This example generates 500 sequences of 25 tokens (26 including BOS tokens), with perplexity uniformly distributed
between [1,101). This means that the output file will contain 5 sequences with `k <= perplexity < k+1`
for any `k` between 1 and 100.
Note that in the paper we split sequences into perplexity buckets of size 10 (i.e. [1,11), [11,21), etc).

Important arguments:
* `--min-perplexity` and `--max-perplexity` define perplexity range
* `--num-buckets` define number of buckets in the output file
* `--temp-min`, `--temp-max`, `--temp-step` configure temperature settings of the LLM when generating sequences.
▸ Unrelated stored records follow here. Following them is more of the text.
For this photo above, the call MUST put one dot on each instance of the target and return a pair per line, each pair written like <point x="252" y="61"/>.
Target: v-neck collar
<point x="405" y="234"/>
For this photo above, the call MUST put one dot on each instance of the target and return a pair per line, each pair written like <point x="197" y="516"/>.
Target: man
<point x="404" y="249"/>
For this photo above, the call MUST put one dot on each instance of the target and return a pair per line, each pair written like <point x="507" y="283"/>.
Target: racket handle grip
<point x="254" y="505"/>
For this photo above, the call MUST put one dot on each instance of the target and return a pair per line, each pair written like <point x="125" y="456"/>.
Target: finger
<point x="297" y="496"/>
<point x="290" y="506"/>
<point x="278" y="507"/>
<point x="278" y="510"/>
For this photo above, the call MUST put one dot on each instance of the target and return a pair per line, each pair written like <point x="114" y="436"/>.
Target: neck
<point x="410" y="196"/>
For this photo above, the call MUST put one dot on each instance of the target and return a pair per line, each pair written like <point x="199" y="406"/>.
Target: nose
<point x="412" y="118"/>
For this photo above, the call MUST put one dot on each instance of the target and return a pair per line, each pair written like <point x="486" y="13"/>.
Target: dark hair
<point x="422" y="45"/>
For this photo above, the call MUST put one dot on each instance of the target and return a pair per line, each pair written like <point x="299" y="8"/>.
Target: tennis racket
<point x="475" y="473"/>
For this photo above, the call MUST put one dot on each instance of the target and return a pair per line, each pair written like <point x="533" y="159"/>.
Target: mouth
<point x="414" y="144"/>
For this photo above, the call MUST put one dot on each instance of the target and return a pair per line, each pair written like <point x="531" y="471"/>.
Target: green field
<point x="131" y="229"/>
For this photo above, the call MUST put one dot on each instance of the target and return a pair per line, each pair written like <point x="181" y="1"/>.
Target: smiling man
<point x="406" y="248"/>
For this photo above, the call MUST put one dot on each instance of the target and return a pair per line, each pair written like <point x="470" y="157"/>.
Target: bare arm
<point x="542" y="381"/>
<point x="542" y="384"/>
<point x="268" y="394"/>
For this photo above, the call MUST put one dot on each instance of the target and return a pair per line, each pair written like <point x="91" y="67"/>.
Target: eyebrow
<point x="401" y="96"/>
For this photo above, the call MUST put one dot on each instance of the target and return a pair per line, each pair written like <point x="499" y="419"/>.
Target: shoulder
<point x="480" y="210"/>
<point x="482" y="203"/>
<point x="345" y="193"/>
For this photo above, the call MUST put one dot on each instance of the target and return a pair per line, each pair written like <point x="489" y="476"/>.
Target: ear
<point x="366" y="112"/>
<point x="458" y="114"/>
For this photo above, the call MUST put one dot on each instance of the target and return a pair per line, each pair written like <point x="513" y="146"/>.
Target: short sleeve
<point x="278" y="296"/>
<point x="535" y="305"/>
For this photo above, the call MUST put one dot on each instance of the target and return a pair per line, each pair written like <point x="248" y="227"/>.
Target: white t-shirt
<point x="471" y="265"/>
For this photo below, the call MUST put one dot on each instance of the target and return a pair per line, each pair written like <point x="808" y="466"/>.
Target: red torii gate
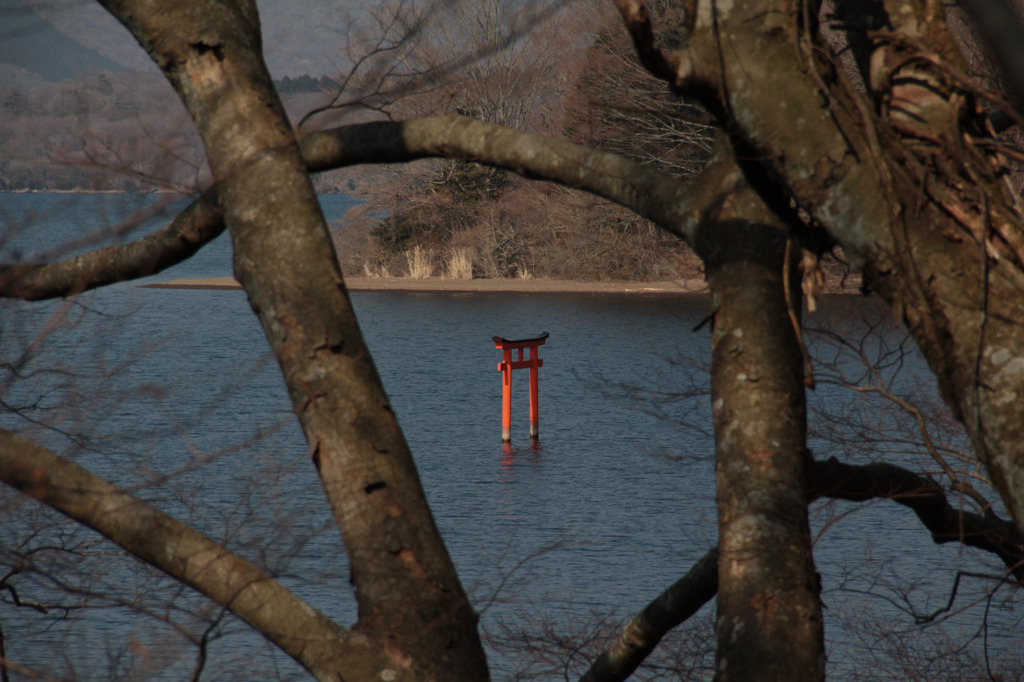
<point x="532" y="361"/>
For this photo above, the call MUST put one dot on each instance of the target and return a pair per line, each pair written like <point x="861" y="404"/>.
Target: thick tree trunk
<point x="411" y="602"/>
<point x="769" y="624"/>
<point x="907" y="181"/>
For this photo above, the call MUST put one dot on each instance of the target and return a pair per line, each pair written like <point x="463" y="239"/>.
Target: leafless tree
<point x="900" y="167"/>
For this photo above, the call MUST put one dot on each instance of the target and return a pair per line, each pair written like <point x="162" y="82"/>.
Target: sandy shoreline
<point x="525" y="286"/>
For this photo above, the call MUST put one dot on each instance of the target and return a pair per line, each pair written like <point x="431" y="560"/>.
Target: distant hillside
<point x="31" y="43"/>
<point x="300" y="37"/>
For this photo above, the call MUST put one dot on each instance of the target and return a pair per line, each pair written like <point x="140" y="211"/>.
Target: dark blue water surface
<point x="173" y="393"/>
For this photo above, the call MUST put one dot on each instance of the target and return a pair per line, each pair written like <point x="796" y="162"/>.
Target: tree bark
<point x="769" y="624"/>
<point x="309" y="637"/>
<point x="907" y="182"/>
<point x="410" y="600"/>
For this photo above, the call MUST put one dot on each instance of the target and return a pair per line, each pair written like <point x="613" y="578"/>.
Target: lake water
<point x="173" y="392"/>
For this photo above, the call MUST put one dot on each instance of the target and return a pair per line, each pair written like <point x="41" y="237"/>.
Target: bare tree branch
<point x="309" y="637"/>
<point x="671" y="204"/>
<point x="833" y="478"/>
<point x="201" y="222"/>
<point x="669" y="609"/>
<point x="637" y="20"/>
<point x="830" y="478"/>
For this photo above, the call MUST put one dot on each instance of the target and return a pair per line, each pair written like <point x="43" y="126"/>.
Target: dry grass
<point x="373" y="271"/>
<point x="460" y="265"/>
<point x="420" y="263"/>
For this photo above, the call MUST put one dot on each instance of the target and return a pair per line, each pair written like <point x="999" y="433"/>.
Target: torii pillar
<point x="534" y="363"/>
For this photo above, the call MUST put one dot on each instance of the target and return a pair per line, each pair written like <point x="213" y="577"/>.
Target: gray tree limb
<point x="300" y="631"/>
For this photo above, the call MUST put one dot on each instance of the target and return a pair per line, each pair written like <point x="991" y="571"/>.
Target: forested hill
<point x="32" y="46"/>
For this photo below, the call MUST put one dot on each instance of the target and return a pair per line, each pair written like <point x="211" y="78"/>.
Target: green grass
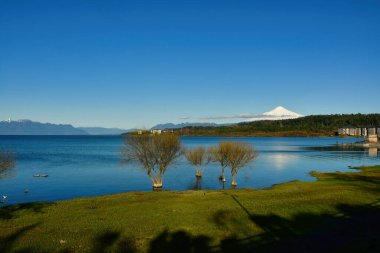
<point x="338" y="213"/>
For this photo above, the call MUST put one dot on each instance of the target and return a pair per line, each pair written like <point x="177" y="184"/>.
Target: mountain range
<point x="28" y="127"/>
<point x="278" y="113"/>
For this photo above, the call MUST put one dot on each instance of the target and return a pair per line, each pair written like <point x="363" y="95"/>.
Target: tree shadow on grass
<point x="179" y="241"/>
<point x="113" y="241"/>
<point x="10" y="212"/>
<point x="7" y="243"/>
<point x="355" y="231"/>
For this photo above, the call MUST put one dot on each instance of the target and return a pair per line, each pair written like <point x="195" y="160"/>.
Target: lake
<point x="81" y="166"/>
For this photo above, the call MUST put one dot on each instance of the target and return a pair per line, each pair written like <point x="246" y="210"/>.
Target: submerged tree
<point x="219" y="153"/>
<point x="198" y="157"/>
<point x="239" y="155"/>
<point x="154" y="153"/>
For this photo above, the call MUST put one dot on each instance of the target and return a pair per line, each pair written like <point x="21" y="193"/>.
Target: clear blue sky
<point x="137" y="63"/>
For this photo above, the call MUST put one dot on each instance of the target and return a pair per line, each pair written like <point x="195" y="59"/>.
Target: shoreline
<point x="244" y="220"/>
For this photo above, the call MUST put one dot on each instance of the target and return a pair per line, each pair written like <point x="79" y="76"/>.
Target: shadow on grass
<point x="10" y="212"/>
<point x="355" y="231"/>
<point x="7" y="243"/>
<point x="112" y="241"/>
<point x="179" y="241"/>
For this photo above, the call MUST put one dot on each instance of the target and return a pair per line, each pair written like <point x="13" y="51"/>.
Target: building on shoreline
<point x="372" y="133"/>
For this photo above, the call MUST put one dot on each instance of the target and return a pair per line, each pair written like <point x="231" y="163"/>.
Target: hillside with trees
<point x="314" y="125"/>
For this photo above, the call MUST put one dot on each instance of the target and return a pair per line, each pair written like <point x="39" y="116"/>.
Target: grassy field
<point x="338" y="213"/>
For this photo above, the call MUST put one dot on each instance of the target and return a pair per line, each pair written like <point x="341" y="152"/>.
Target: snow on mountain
<point x="276" y="114"/>
<point x="280" y="111"/>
We iterate over a range of temperature values to cover the desired perplexity range (default temperature would rarely produce sequences with very low or very high perplexity)
* `--jaccard-threshold` ensures deduplication between generated sequences. We want to ensure there's no cross-memorization between different trap-sequences, so we ensure jaccard distance between any two sequences is above a certain threshold. This is increasingly important for low perplexity sequences.
* `--retokenize` eliminates tokenization artifacts and ensures that generated sequences maintain target length after once cycle of decoding to raw text, and then encoding back. When enabled, we only consider sequences which maintain the same length after retokenization.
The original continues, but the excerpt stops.